The horrors of socialized medicine became startlingly clear last week when a newborn infant died in a UK hospital after his mother was forced to give birth to him in the waiting room.
The BBC is reporting that when Sara Proud of Beaumont Leys went into labor on May 13, she and her partner, Steven Yorke, went to Leicester Royal Infirmary where they were told to wait in a side room with other expectant parents. Less than two hours later, Proud began to give birth while Yorke desperately tried to find help.
“Sarah was screaming ‘The baby’s coming! The baby’s coming! The baby’s here!'” Yorke said. “She is bent over a chair with five strange people in the room that didn’t know us and we didn’t know them and the midwives were trying to rush them out. There was blood and everything going everywhere because there’s no bed or nothing.”
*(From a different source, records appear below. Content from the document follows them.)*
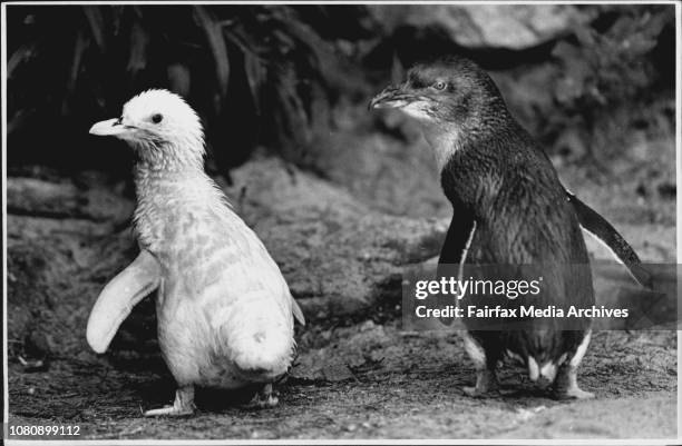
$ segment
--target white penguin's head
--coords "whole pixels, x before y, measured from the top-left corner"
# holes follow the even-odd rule
[[[120,118],[97,122],[91,135],[113,136],[155,168],[202,167],[204,132],[196,112],[168,90],[147,90],[130,99]]]

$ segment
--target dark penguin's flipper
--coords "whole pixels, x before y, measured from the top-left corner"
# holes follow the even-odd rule
[[[457,270],[458,280],[461,279],[464,264],[467,259],[467,252],[476,234],[476,220],[465,212],[455,212],[450,228],[446,236],[442,248],[440,249],[440,258],[438,259],[438,268],[436,270],[437,277],[450,277],[454,276],[454,266],[458,265]],[[452,304],[451,296],[437,296],[439,306],[446,306]],[[452,318],[442,317],[440,323],[444,325],[451,325]]]
[[[160,270],[158,260],[149,251],[143,250],[101,290],[87,328],[88,344],[95,351],[105,353],[133,307],[158,288]]]
[[[581,201],[575,195],[571,194],[566,188],[566,196],[573,209],[577,215],[581,227],[590,232],[593,237],[604,244],[626,267],[632,277],[643,287],[652,287],[651,274],[642,267],[642,261],[627,241],[611,226],[608,221],[598,215],[590,206]]]

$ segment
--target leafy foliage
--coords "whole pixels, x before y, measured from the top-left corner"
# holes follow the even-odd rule
[[[329,107],[337,66],[304,16],[286,6],[8,8],[10,138],[26,148],[46,133],[78,141],[133,95],[168,88],[206,120],[218,161],[275,142],[295,157],[291,148],[325,126],[313,110]],[[70,149],[59,157],[92,158]]]

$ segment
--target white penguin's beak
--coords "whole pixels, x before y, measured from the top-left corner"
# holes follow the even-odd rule
[[[90,135],[120,138],[130,133],[133,129],[135,128],[124,125],[119,118],[114,118],[95,123],[92,127],[90,127]]]

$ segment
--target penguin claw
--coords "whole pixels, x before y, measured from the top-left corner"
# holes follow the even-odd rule
[[[556,397],[557,399],[592,399],[594,398],[594,394],[575,387],[562,394],[557,394]]]
[[[461,388],[465,395],[471,398],[489,398],[500,395],[498,389],[480,389],[478,387],[465,386]]]
[[[183,416],[194,415],[194,407],[165,406],[159,409],[146,410],[143,415],[146,417],[158,417],[158,416],[183,417]]]
[[[164,406],[159,409],[150,409],[143,415],[146,417],[183,417],[194,415],[194,387],[186,386],[178,388],[175,393],[173,406]]]
[[[244,407],[249,409],[266,409],[276,407],[280,399],[273,395],[272,384],[263,386]]]

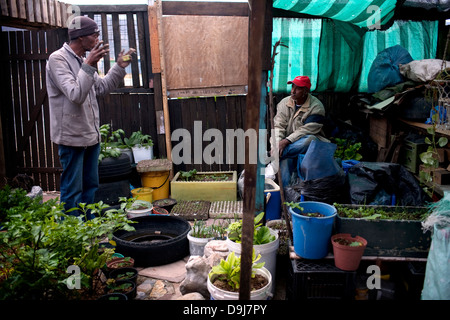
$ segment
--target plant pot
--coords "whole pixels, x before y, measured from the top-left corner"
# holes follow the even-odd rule
[[[300,214],[299,209],[289,208],[292,216],[294,251],[304,259],[322,259],[330,247],[330,238],[336,208],[316,201],[304,201],[299,205],[303,213],[318,212],[323,217],[308,217]]]
[[[138,200],[153,201],[153,189],[148,187],[142,187],[142,188],[135,188],[131,190],[131,194],[133,195],[133,198],[136,198]]]
[[[129,287],[122,290],[117,287],[129,284]],[[136,284],[133,281],[130,280],[122,280],[122,281],[116,281],[115,283],[116,288],[109,288],[108,293],[122,293],[127,296],[128,300],[133,300],[136,297]]]
[[[152,213],[153,205],[149,201],[135,200],[130,209],[127,209],[128,218],[147,216]]]
[[[205,201],[236,201],[237,199],[237,173],[236,171],[197,172],[196,176],[230,174],[230,181],[181,181],[180,172],[177,172],[170,182],[171,195],[178,201],[205,200]]]
[[[167,211],[164,208],[157,207],[157,206],[154,206],[152,211],[153,211],[153,214],[160,214],[160,215],[166,215],[166,216],[169,215],[169,211]]]
[[[336,242],[337,239],[344,239],[348,242],[359,242],[360,246],[350,246]],[[333,245],[334,264],[337,268],[345,271],[355,271],[359,267],[361,257],[367,246],[366,239],[349,233],[338,233],[331,237]]]
[[[117,257],[109,261],[106,261],[106,267],[108,269],[119,269],[133,266],[134,266],[134,259],[130,257]]]
[[[109,301],[128,300],[128,297],[123,293],[113,292],[104,294],[97,300],[109,300]]]
[[[203,256],[206,244],[213,240],[214,237],[211,238],[197,238],[193,237],[192,230],[189,231],[187,237],[189,240],[189,254],[191,256]]]
[[[260,269],[257,269],[255,273],[265,276],[269,282],[265,287],[251,291],[250,300],[269,300],[273,296],[272,275],[270,274],[270,271],[267,270],[265,267],[262,267]],[[211,300],[239,300],[239,292],[225,291],[220,288],[217,288],[212,284],[212,282],[214,282],[214,277],[212,279],[212,282],[209,279],[209,275],[207,278],[208,278],[207,288],[211,295]]]
[[[133,149],[134,163],[153,159],[153,146],[135,146]]]
[[[109,273],[108,278],[114,279],[116,281],[129,280],[136,283],[136,279],[139,272],[136,268],[124,267],[114,269]]]
[[[172,198],[164,198],[153,201],[154,206],[166,209],[169,213],[176,204],[177,200]]]
[[[264,268],[269,270],[272,276],[272,282],[275,284],[275,276],[277,271],[277,251],[280,246],[280,239],[278,232],[270,229],[270,233],[275,236],[275,240],[266,244],[254,244],[253,249],[256,254],[261,254],[261,259],[258,262],[264,262]],[[226,240],[228,251],[234,251],[237,256],[242,252],[242,244],[231,241],[229,238]],[[272,286],[275,290],[275,285]]]

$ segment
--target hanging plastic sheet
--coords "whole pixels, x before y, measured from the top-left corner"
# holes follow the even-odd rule
[[[402,165],[387,162],[360,162],[348,170],[352,204],[423,206],[429,197],[417,179]]]
[[[450,194],[430,205],[432,213],[422,223],[432,230],[422,300],[450,300]]]

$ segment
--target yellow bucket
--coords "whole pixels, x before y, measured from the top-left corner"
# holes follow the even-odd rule
[[[153,202],[153,189],[152,188],[136,188],[131,190],[133,198],[137,200],[144,200],[148,202]]]
[[[170,171],[141,172],[142,186],[153,189],[153,200],[169,197]]]

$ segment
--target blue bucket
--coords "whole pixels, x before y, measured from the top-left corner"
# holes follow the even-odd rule
[[[324,217],[301,215],[299,209],[289,208],[292,216],[294,251],[305,259],[322,259],[329,252],[331,233],[337,210],[323,202],[299,202],[303,213],[318,212]]]

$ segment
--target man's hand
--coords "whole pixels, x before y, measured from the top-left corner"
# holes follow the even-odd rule
[[[288,139],[280,140],[280,142],[278,143],[278,151],[280,152],[280,158],[281,158],[281,155],[283,154],[284,148],[286,148],[286,146],[290,143],[291,142]]]
[[[130,48],[127,53],[123,54],[124,50],[120,51],[119,56],[117,57],[117,64],[126,68],[131,63],[132,54],[136,52],[136,49]]]
[[[97,65],[97,62],[106,56],[106,54],[109,52],[109,44],[103,45],[103,41],[99,41],[95,47],[89,52],[88,57],[84,61],[88,65],[95,67]]]

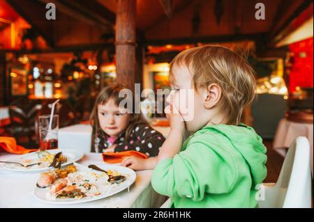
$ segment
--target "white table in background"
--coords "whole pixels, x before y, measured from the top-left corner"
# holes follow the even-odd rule
[[[152,127],[167,137],[170,127]],[[60,128],[58,132],[58,146],[59,149],[74,149],[83,152],[91,151],[91,132],[90,125],[77,124]]]
[[[310,143],[310,164],[313,176],[313,126],[312,123],[294,122],[283,118],[278,123],[274,138],[273,148],[278,153],[285,157],[287,149],[298,136],[306,136]]]
[[[5,160],[13,154],[0,153],[0,160]],[[103,164],[101,154],[87,153],[78,161],[84,166]],[[36,182],[39,173],[17,173],[0,168],[0,207],[6,208],[128,208],[128,207],[159,207],[165,201],[165,198],[156,193],[151,185],[153,171],[136,172],[135,183],[130,187],[112,196],[88,203],[56,205],[49,204],[38,200],[34,194]]]

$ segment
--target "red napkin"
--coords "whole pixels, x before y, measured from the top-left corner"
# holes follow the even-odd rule
[[[6,152],[15,154],[24,154],[38,150],[38,149],[26,149],[16,144],[16,140],[14,137],[8,136],[0,136],[0,150],[1,148]]]
[[[149,157],[140,152],[135,150],[124,151],[124,152],[103,152],[103,160],[109,164],[121,163],[124,158],[136,156],[140,158],[147,159]]]

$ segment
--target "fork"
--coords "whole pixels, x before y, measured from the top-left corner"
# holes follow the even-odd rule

Two midwives came to assist Ms. Proud, but Kyle was born with the umbilical cord wrapped around his neck, a common complication that is usually successfully handled in the delivery room. But Ms. Proud wasn’t in a delivery room and by the time the baby was rushed off for emergency care, they were unable to revive him.
Meanwhile, the traumatized mother was left to deliver the placenta in the waiting room and only realized her baby had died when her partner told her what had happened.
“It’s numbing,” Yorke told Sky News. “We’re not sleeping well, we’re not eating well. The slightest thing and we’ll cry. Sara’s not left the house at all. It’s affected the children in a big way. What can you say? They’ve let us down. I actually believe they neglected us – they didn’t give us the care we deserve and that’s purely it.”
The hospital is admitting that mistakes were made and the two midwives who assisted Proud also expressed regret.
Jane Porter, head of midwifery at Leicester’s Hospitals said: “We are sorry and sad about the tragic death of Ms Proud’s son.It’s clear that we should have seen Sara sooner, what’s not clear is whether her baby died during or some time before the birth and only the post mortem will be able to answer that.”
Until the post-mortem is concluded, the family will have to wait before it can be determined if the baby’s death was caused by the hospital’s failure to provide proper care.